En 1967 compartió una muestra en el Moma, “New Documents” (“Nuevos documentos”), con Garry Winogrand y Lee Friedlander. La prensa quedó prendada de sus deformes, sus musculosos, sus gemelas, sus hermafroditas, sus muertos. En 1971 viajó a Londres para trabajar, y se quejó en una carta: “Nadie parece desdichado, ebrio, tullido, loco o desesperado. Al fin encontré algunas cosas vulgares en el suburbio, pero todavía nada sórdido”.
Cuando tomó la foto de los jubilados nudistas separados por el televisor estuvo igualmente desnuda que ellos, excepto por la cámara. También se integraba a las orgías que fotografiaba. Su forma de acceder a la verdad iba más allá de la observación participante de los antropólogos culturales, como si hubiera querido ser invisible. “Una fotografía es un secreto sobre un secreto”, dijo.
La estética Arbus
-Fotografió a su padre en su ataúd.
-A discapacitadas mentales que parecen niñas en una institución psiquiátrica.
-A una mujer albina en una carpa de circo mientras traga una espada.
-A Jorge Luis Borges en versión espectral en el Parque Central: los ojos cerrados, los árboles detrás de él pelados por el invierno, la luz extraña por su reflejo en la nieve.
Sus freaks le gustaban más que las celebridades: “Saben que no les puede pasar nada mucho peor o mucho más aterrador, así que no andan sombríos por la vida temiendo lo que puede pasar. Ya les pasó. Superaron la prueba. Son aristócratas”.
Sus cuadernos de notas guardan to-do lists extrañas: “Comprar el regalo de cumpleaños de Amy. Ir a la morgue.” También trágicas: antes de tomar una sobredosis de barbitúricos y cortarse, escribió: “Última cena”.
Su vida sexual era “multivalente”, según Lubow: más de una vez dijo que se acostaba con cualquier hombre que se lo pidiera. Y a veces ella lo solicitaba, como a Eddie Carmel —”Gigante judío con sus padres en el Bronx”— y a Lauro Morales, un enano al que fotografió durante años.
“Le confesó a Gay Talese (quien fue su amante, según el libro) que viajaba en el ómnibus Greyhound hasta lugares lejanos como Boston, y se sentaba en los últimos asientos para indicar su deseo de sexo: no para sacar fotos, sólo por la experiencia”, escribió el biógrafo. “Iba a los cines porno de la calle 42 con el guionista Buck Henry, que miraba asombrado cómo ella ayudaba a los espectadoras que se masturbaban”.
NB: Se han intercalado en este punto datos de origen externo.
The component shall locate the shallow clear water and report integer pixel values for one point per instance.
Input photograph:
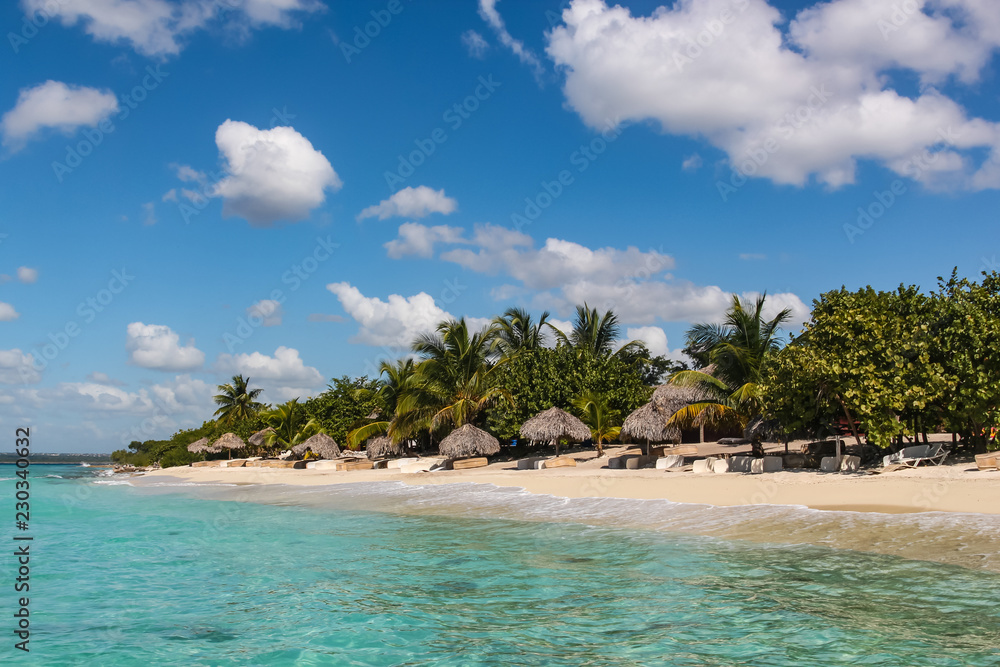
(159, 576)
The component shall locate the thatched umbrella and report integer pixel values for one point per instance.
(198, 446)
(671, 397)
(649, 423)
(552, 424)
(381, 447)
(321, 445)
(259, 439)
(229, 441)
(468, 441)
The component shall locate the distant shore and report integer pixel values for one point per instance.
(947, 488)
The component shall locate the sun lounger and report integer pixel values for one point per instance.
(913, 456)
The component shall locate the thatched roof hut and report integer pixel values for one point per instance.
(228, 441)
(320, 444)
(468, 441)
(649, 424)
(552, 424)
(259, 438)
(198, 446)
(381, 447)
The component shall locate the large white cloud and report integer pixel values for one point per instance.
(156, 346)
(811, 102)
(156, 27)
(272, 174)
(410, 202)
(286, 367)
(57, 106)
(395, 322)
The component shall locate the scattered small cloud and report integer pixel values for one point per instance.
(411, 202)
(475, 44)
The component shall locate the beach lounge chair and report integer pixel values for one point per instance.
(913, 456)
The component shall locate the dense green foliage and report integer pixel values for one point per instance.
(344, 406)
(546, 377)
(897, 363)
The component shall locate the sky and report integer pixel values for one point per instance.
(294, 189)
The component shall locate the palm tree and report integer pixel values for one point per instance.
(291, 425)
(605, 423)
(452, 384)
(593, 334)
(236, 401)
(398, 377)
(517, 332)
(739, 351)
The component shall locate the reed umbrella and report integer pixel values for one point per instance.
(467, 441)
(320, 444)
(552, 424)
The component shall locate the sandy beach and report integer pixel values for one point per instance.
(953, 487)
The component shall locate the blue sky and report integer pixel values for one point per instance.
(171, 168)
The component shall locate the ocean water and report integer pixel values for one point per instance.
(381, 574)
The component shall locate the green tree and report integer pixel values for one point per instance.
(605, 423)
(739, 351)
(453, 382)
(292, 425)
(346, 404)
(236, 400)
(516, 331)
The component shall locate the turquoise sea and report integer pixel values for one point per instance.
(381, 574)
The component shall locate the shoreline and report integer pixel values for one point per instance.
(955, 488)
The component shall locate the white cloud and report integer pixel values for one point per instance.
(7, 312)
(156, 346)
(654, 338)
(692, 163)
(27, 275)
(419, 240)
(787, 107)
(268, 311)
(18, 367)
(395, 322)
(563, 274)
(284, 368)
(272, 174)
(411, 202)
(157, 27)
(489, 13)
(475, 44)
(55, 105)
(149, 214)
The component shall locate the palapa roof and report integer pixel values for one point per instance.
(257, 439)
(381, 447)
(468, 441)
(229, 441)
(649, 424)
(198, 446)
(553, 424)
(321, 445)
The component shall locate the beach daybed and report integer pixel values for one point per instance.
(913, 456)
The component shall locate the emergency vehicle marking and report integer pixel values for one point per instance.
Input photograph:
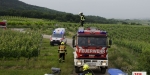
(100, 51)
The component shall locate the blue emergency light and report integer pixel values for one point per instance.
(113, 71)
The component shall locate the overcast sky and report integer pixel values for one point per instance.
(122, 9)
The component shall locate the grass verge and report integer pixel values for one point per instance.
(41, 65)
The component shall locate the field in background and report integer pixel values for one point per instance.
(40, 65)
(131, 43)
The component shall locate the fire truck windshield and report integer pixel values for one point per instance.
(92, 41)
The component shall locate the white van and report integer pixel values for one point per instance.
(58, 36)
A diferencia del trabajo precursor que Patricia Bosworth publicó en 1984, Diane Arbus: A Biography (Diane Arbus: una biografía), este libro ofrece una mirada compasiva, que aunque respetuosa del arte y el intelecto de Arbus quizá no es la que ella se hubiera echado a sí misma.
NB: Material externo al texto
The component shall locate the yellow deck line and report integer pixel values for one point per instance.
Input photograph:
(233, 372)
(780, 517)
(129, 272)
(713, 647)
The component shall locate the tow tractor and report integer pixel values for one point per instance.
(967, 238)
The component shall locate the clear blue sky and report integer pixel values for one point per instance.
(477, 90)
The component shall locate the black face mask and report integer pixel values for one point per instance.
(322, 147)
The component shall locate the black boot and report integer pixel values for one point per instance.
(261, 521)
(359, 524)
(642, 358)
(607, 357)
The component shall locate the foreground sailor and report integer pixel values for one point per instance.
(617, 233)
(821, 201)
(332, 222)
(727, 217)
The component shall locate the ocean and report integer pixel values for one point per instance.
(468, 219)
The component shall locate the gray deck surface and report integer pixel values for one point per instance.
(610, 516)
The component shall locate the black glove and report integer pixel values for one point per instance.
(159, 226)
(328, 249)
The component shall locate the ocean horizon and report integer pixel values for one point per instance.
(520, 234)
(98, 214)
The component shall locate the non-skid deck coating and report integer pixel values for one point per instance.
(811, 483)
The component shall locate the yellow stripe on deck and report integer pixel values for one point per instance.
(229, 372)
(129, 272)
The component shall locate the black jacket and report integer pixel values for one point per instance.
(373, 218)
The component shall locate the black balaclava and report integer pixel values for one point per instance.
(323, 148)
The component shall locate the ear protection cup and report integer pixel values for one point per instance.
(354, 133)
El libro discute las fotos de Arbus: los herederos, como suelen hacer, prefirieron no avalar su trabajo. Doon Arbus se convirtió en la exégeta de su madre: para la primera muestra de su obra en la Bienal de Venecia, en 1972, hizo el libro Diane Arbus: An Aperture Monograph (Diane Arbus: monografía del diafragma), con Marvin Israel, amigo que Arbus y el hombre que halló su cadáver. Doon también realizó o avaló el resto de los libros con la obra de su madre, incluidos Untitled (Sin título, 1995) y Revelations (Revelaciones, 2003).